The court therefore ordered the official responsible for the prime minister’s residence to give the petitioner general information about 2015 expenses at both residences within 90 days, sorted into categories such as maintenance, food, hospitality, cleaning, along with comparative figures for previous years. 

Sara and Benjamin Netanyahu Credit: Emil Salman

Melcer also ruled that the petitioner should be given all receipts for dry cleaning expenses in 2015, since the relevant official had chosen to give it those receipts for 2014 on the grounds that they were too undetailed to pose a threat to anyone’s privacy. Melcer noted that privacy concerns do not constitute an impediment to the disclosure of the information, and emphasized that the court's ruling turned on resource allocation concerns.  

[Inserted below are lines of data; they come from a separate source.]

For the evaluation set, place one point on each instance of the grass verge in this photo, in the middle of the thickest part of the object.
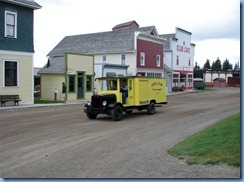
(218, 143)
(37, 100)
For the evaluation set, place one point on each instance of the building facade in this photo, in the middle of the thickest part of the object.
(75, 70)
(126, 50)
(16, 48)
(179, 56)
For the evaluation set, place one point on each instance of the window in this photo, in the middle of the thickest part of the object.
(142, 59)
(123, 59)
(10, 73)
(150, 74)
(88, 83)
(10, 24)
(158, 60)
(177, 60)
(104, 59)
(71, 83)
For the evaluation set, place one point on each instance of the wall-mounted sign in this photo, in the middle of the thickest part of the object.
(183, 49)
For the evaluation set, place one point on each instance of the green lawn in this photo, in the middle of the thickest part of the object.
(37, 100)
(218, 143)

In a minority opinion, Justice Neal Hendel emphasized privacy concerns, and asserted that the disclosure of dry cleaning receipts could violate the Netanyahus’ privacy, as the receipts fall under privacy protection laws, even if the level of detail in the invoices is rather low.

Justice George Karra, in a concurring opinion, criticized the manner in which the Prime Minister's Office handled expenditures, citing his "discomfort that an administrative authority did not operate efficiently, for example by scanning and cataloging of expense receipts, as this is also necessary even for the sake of self-monitoring and compliance with regulations.”

Rachely Edri, CEO of the Movement for Freedom of Information, said the ruling “doesn’t really provide good news for information seekers.” At the same time, Edri also conveyed hope in the new government and called on it to follow “the standards that are customary abroad and act with maximum transparency, as the court, in its ruling, supports and understands the importance of public reporting and oversight.”

She also urged both Prime Minister Naftali Bennett and Yair Lapid, who is slated to replace him in two years, to proactively report on expenditures incurred by them and paid out of public funds, and to work to "clearly separate" their private and public expenses.